One tool fits all
The problems that can be caused by mandating usage of particular tools
A common question I get asked when running agile courses is, “What tools should we use”? The answer is always a recommendation of some tools, with benefits and drawbacks I’ve seen from using them — but with the caveat that it should be within the team’s gift to choose the tools that fit them best.
There are very few tools that are expensive enough that it’s worth eliminating them as a cost saving measure — but the team should be mindful of the cost of their tools and if their company has access to a reasonable equivalent then fit in with that direction as much as possible.
One reason for homogenising the set of tools, is to allow large organisations to communicate better, “if we get everyone on one tool, we’ll create better communities and everyone will know each other’s work better”. This will only ever work to a degree, and is likely to just create a very noisy messageboard.
If we instead create communities with the same skills (like a scrum master group), and allow them to choose the tool they use to communicate, this is much more likely to succeed. No tool will ever create great communication, people need to meet face to face — but a tool can be the starting point for this journey, and help provide a sense of community.
“Individuals and interactions over processes and tools” — Manifesto for Agile Software Development
Organisations should err towards a recommended set of tools for particular types of team, project and community, rather than banning or discouraging use of particular tools.

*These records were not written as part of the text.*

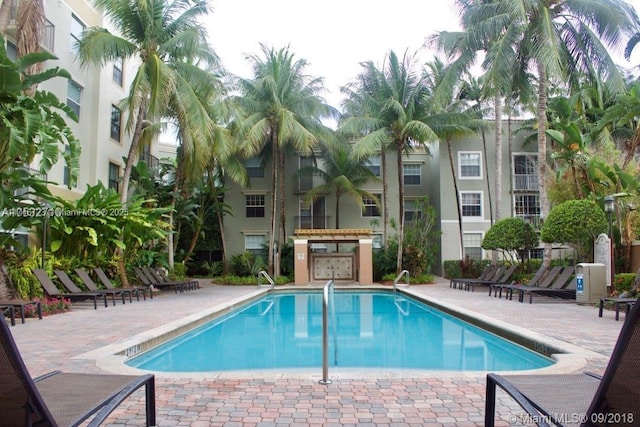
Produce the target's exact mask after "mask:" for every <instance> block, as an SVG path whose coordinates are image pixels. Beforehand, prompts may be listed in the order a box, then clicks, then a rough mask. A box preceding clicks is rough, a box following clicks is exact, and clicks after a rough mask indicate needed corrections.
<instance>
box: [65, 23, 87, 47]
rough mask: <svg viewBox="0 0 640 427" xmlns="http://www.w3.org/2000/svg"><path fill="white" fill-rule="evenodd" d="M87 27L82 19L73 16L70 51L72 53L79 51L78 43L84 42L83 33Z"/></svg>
mask: <svg viewBox="0 0 640 427" xmlns="http://www.w3.org/2000/svg"><path fill="white" fill-rule="evenodd" d="M84 28H85V25H84V23H83V22H82V21H80V18H78V17H77V16H76V15H71V31H70V32H71V37H70V40H69V41H70V46H69V47H70V49H71V52H73V53H76V52H77V51H78V43H80V40H82V32H83V31H84Z"/></svg>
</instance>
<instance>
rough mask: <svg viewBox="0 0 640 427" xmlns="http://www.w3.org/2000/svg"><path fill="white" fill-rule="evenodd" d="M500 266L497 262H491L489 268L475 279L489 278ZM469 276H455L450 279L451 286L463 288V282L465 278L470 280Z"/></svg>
mask: <svg viewBox="0 0 640 427" xmlns="http://www.w3.org/2000/svg"><path fill="white" fill-rule="evenodd" d="M498 267H499V266H498V265H497V264H489V265H488V266H487V268H485V269H484V271H483V272H482V273H480V275H479V276H478V277H475V278H474V279H477V280H487V279H490V278H492V277H493V276H494V275H495V273H496V269H497V268H498ZM468 279H469V278H468V277H454V278H452V279H451V280H450V281H449V287H450V288H460V289H462V283H463V282H464V281H465V280H468Z"/></svg>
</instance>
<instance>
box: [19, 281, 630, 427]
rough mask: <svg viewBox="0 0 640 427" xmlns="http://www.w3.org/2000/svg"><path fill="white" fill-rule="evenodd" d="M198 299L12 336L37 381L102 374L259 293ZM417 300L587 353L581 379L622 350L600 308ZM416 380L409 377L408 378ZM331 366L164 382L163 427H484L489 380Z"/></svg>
mask: <svg viewBox="0 0 640 427" xmlns="http://www.w3.org/2000/svg"><path fill="white" fill-rule="evenodd" d="M202 285H203V286H202V288H201V289H200V290H198V291H193V292H186V293H183V294H178V295H176V294H174V293H173V292H163V293H162V295H160V296H158V297H155V298H154V299H153V300H149V299H147V301H145V302H143V301H140V302H136V301H134V302H133V303H132V304H129V303H128V302H127V304H125V305H122V304H121V303H118V305H117V306H116V307H113V306H111V305H110V306H109V307H108V308H104V307H100V308H98V310H94V309H93V307H91V308H89V307H78V306H77V305H76V306H74V310H72V311H71V312H69V313H65V314H60V315H55V316H51V317H46V318H45V319H44V320H41V321H39V320H36V319H29V320H28V321H27V323H26V324H24V325H21V324H18V325H16V326H15V327H12V328H11V330H12V332H13V333H14V337H15V339H16V342H17V344H18V347H19V348H20V350H21V352H22V354H23V357H24V359H25V362H26V364H27V367H28V368H29V370H30V372H31V374H32V375H33V376H37V375H41V374H44V373H46V372H49V371H51V370H54V369H59V370H63V371H74V372H96V373H99V372H101V369H100V368H99V367H98V366H96V364H95V361H93V360H91V359H86V358H84V356H83V355H85V353H87V352H92V351H95V350H96V349H99V348H101V347H103V346H106V345H110V344H114V343H118V342H122V341H125V340H127V339H129V338H131V337H132V336H135V335H137V334H140V333H142V332H145V331H148V330H150V329H154V328H157V327H158V326H161V325H163V324H166V323H169V322H173V321H176V320H177V319H181V318H184V317H186V316H189V315H194V314H196V313H198V312H200V311H202V310H205V309H208V310H210V309H212V308H213V307H215V306H218V305H220V306H222V305H224V304H227V303H229V302H233V301H235V300H237V299H238V298H240V297H242V296H243V295H247V294H250V293H253V292H255V291H256V288H255V287H232V286H218V285H211V284H209V283H207V282H206V281H204V282H203V283H202ZM410 290H411V292H414V293H416V294H420V295H424V296H426V297H428V298H430V299H433V300H434V301H436V302H438V303H441V304H446V305H449V306H455V307H459V308H461V309H462V310H464V311H465V312H467V313H471V314H477V315H478V316H482V317H483V318H485V319H493V320H495V321H496V322H497V323H507V324H511V325H514V327H516V328H524V329H526V330H528V331H532V333H536V334H542V335H543V336H545V337H548V339H549V341H553V342H561V343H566V344H567V345H571V346H575V347H576V348H578V349H583V350H584V351H585V354H587V355H588V357H587V358H586V364H585V365H584V366H580V367H578V371H585V370H590V371H594V372H602V370H603V369H604V367H605V366H606V363H607V361H608V357H609V355H610V353H611V351H612V349H613V346H614V344H615V340H616V338H617V335H618V332H619V330H620V326H621V325H622V323H623V322H622V320H623V318H624V315H622V316H621V321H620V322H616V321H615V320H614V318H613V316H614V315H613V312H612V311H606V312H605V315H604V317H603V318H598V310H597V308H596V307H595V306H578V305H576V304H573V303H569V304H567V303H544V302H542V301H536V302H534V304H531V305H529V304H521V303H518V302H516V301H505V300H504V299H497V298H494V297H493V296H492V297H489V296H488V295H487V292H486V291H485V290H483V289H478V290H476V292H473V293H471V292H465V291H461V290H456V289H450V288H449V286H448V281H446V280H444V279H439V280H438V283H436V284H432V285H417V286H411V288H410ZM405 375H406V374H405ZM321 376H322V370H321V367H318V369H317V370H314V371H313V372H311V371H309V372H296V373H295V374H293V373H282V372H280V373H275V374H270V375H253V377H252V376H250V375H247V374H246V373H238V374H237V375H234V374H232V373H231V374H225V375H222V376H217V375H211V376H207V375H204V376H203V377H201V378H188V377H187V376H184V377H180V376H175V377H167V376H166V375H158V376H157V379H156V401H157V415H158V416H157V418H158V425H159V426H193V427H200V426H201V427H205V426H207V427H208V426H227V427H231V426H249V427H250V426H261V427H267V426H307V425H316V426H360V425H366V426H377V427H378V426H379V427H381V426H421V425H434V426H437V425H441V426H482V425H483V417H484V377H485V373H484V372H481V373H464V374H460V373H438V372H435V373H434V372H428V373H422V374H415V373H413V372H412V373H411V375H406V376H408V378H405V377H404V375H403V374H402V373H400V372H387V373H386V374H385V375H378V374H375V373H372V372H357V371H354V372H340V373H338V374H337V375H335V374H334V375H330V376H331V379H332V380H333V383H332V384H330V385H321V384H318V379H320V378H321ZM499 401H500V403H499V405H498V409H497V410H498V416H499V417H500V418H501V421H499V422H497V425H501V426H508V425H522V424H520V423H519V422H518V416H519V415H520V414H521V411H520V410H519V409H518V407H517V406H514V405H513V403H512V402H511V401H510V399H508V397H506V395H502V394H500V393H499ZM106 425H109V426H137V425H144V399H143V395H142V393H136V394H134V395H133V396H132V397H131V398H129V399H128V400H127V401H125V402H124V403H123V404H122V405H121V406H120V407H119V408H118V409H117V410H116V411H115V412H114V414H113V415H112V417H110V418H109V421H108V422H107V423H106Z"/></svg>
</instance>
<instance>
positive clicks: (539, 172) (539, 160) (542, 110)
mask: <svg viewBox="0 0 640 427" xmlns="http://www.w3.org/2000/svg"><path fill="white" fill-rule="evenodd" d="M546 132H547V72H546V70H545V69H544V66H543V65H542V64H541V63H540V62H538V188H539V191H540V216H542V217H544V216H545V215H548V214H549V211H550V210H551V209H550V204H549V198H548V197H547V184H546V178H547V133H546ZM542 263H543V265H545V266H549V265H551V243H545V244H544V256H543V258H542Z"/></svg>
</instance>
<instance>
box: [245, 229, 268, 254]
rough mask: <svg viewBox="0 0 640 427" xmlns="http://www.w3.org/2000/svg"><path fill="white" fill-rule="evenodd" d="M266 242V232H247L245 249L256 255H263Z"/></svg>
mask: <svg viewBox="0 0 640 427" xmlns="http://www.w3.org/2000/svg"><path fill="white" fill-rule="evenodd" d="M265 244H266V236H265V235H264V234H245V236H244V250H245V251H247V252H252V253H253V254H254V255H262V252H263V251H264V245H265Z"/></svg>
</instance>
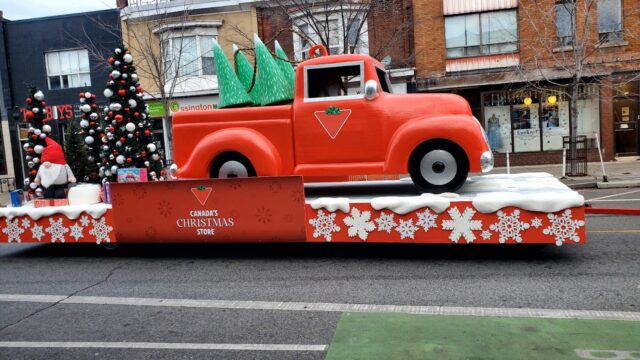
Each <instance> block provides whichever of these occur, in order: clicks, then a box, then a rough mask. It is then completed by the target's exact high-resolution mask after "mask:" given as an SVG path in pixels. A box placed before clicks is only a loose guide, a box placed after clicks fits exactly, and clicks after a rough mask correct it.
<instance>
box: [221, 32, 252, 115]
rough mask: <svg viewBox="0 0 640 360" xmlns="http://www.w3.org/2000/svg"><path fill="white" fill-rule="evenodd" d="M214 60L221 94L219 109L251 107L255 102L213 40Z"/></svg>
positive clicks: (230, 65) (226, 58) (221, 50)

Will the team told that they’re using the ‘wrong’ tool feel empowered or trusted? Will the team feel that their expertise is recognised?
“Build projects around motivated individuals. Give them the environment and support they need, and trust them to get the job done.” — Agile Principle #5
Empowerment and motivation take a long time to cultivate, and not much to kill. We want agile teams to be able to try new ideas without fear, otherwise it is unlikely the team will be able to continuously improve.
A team should be made up of experts, brought together to solve the set of problems that a project requires. It’s hubristic for someone outside this team to think that they know which tools are right and wrong for the team to use — but people will have their own experiences with tools which could be shared, with the team deciding they would like to try and see if these tools work for them.
A recurring discussion in teams I’ve been in, is whether we should be managing the backlog with Trello or Jira. They both have positive and negative points, and are both suitable tools. Imagine you are in a team using Trello — boards made up of lists of notes, but one day you are told by management that the team must move to Jira — a more complex tool that requires more set up and process.
That team might think that management don’t trust them, and want to track their work to a minute detail. The team will be disrupted while they move across to the new software, and will worry that this is time taken away from delivery — their next sprint review might not have much in the way of demos, and they will be held accountable. They will need to help each other learn to work with this new tool.
The reason for changing to Jira was innocent, management just wanted to be able to see backlogs across a few projects in Jira. Because it was imposed on the team, this was not explained to them, and wild theories grew. Jira is a perfectly good tool — it might be that it’s a more suitable tool for that team, but in choosing to impose this on the team, rather than collaborate and support the team in their choice, the management have caused drops in productivity, motivation and empowerment. Was it worth all this, for the simple act of a tool change?